Помоги проекту - поделись книгой:

— Кстати… Ты случайно не помнишь, что это был за остров?

— Нет, — ответил я, также впадая в задумчивость. — Не помню. А сколько их было вообще?

— Только четыре. Все будет в порядке… Если только он не уснул.

— А если уснул? — предположил я, но такой ход мыслей мы придержали.

Поравнявшись с первым островом, мы закричали, но ответа не последовало. Тогда мы пошли ко второму, повторили попытку и получили точно такой же результат.

— А, вспомнил! — воскликнул Джордж. — Это был третий.

В надежде мы бросились к третьему острову и заорали.

Никакого ответа!

Дело принимало серьезный оборот. Было уже за полночь. Гостиницы в Шиплейке и Хенли были битком. Не могли же мы шататься среди ночи по округе и ломиться в дома и коттеджи с вопросом «не сдадут ли нам комнату». Джордж предложил вернуться в Хенли, напасть на полисмена и заручиться, таким образом, ночевкой в участке. Но здесь возникло сомнение: «А если он не захочет нас забрать и просто даст сдачи?».

Не могли же мы всю ночь драться с полицией. Кроме того, мы побоялись пересолить и загудеть на шесть месяцев.

В отчаянии мы побрели туда, где, как нам казалось во мраке, находился четвертый остров. Но результат был не лучше. Дождь полил еще сильнее и, видимо, собирался лить дальше. Мы вымокли до костей, продрогли и пали духом. Мы начали переживать, а четыре ли там вообще было острова, или больше? А находимся ли мы вообще рядом, или хотя бы в радиусе одной мили от нужного места? Или вообще в другой части реки? В темноте ведь все такое странное и незнакомое. Мы начали понимать, как жутко детям в лесу, когда они потеряются.

И вот, когда мы уже потеряли всякую надежду… Да, да, я знаю: как раз в этот момент в романах и повестях все и случается. Но я ничего не могу поделать. Приступая к этой книге, я твердо решил строго придерживаться истины во всем; я этому не изменю даже если придется привлекать для этого затасканные обороты.
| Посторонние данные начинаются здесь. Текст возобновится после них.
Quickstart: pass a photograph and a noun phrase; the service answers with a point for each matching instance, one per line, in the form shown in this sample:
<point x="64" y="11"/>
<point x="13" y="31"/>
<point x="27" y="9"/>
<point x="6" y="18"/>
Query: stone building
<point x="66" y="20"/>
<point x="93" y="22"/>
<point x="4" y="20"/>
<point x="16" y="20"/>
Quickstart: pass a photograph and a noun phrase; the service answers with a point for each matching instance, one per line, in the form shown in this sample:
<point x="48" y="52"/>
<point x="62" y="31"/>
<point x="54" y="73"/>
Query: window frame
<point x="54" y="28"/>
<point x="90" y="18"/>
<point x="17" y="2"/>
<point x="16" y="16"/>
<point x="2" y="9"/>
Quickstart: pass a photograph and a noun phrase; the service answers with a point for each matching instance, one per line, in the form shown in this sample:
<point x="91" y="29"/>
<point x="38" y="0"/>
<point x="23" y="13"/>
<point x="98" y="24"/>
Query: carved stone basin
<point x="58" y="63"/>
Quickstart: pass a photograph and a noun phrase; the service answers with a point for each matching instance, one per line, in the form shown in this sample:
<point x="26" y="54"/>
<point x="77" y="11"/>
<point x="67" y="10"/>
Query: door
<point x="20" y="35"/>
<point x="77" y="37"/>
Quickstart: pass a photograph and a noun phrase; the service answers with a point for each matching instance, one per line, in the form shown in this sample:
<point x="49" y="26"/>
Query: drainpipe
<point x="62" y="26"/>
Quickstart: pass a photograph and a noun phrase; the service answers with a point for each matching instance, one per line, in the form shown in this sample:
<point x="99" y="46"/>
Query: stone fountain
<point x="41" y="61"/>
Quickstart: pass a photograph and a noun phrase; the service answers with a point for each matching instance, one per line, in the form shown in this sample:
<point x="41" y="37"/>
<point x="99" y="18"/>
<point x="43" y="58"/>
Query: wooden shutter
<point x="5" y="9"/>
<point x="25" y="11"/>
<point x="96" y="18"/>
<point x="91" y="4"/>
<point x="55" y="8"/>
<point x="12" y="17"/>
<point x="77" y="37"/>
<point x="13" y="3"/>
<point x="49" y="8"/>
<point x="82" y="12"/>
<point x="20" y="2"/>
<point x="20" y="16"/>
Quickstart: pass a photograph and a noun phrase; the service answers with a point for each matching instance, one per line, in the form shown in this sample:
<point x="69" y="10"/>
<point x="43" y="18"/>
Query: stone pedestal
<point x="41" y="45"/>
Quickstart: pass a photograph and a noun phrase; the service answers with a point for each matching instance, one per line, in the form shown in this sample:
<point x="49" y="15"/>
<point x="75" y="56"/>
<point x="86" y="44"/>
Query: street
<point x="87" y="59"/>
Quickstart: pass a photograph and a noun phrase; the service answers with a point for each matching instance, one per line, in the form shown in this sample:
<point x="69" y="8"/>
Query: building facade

В общем, это случилось, когда мы уже потеряли всякую надежду, я так и обязан об этом сказать. Как раз когда мы уже потеряли всякую надежду, я вдруг заметил, чуть ниже, некое странное таинственное мерцание, среди деревьев, на противоположном берегу. Сначала я подумал, что это были духи (свет был такой призрачный и таинственный). В следующий миг меня осенило, что это была наша лодка, и я огласил воды таким пронзительным воплем, что сама Ночь, вероятно, вздрогнула на своем ложе.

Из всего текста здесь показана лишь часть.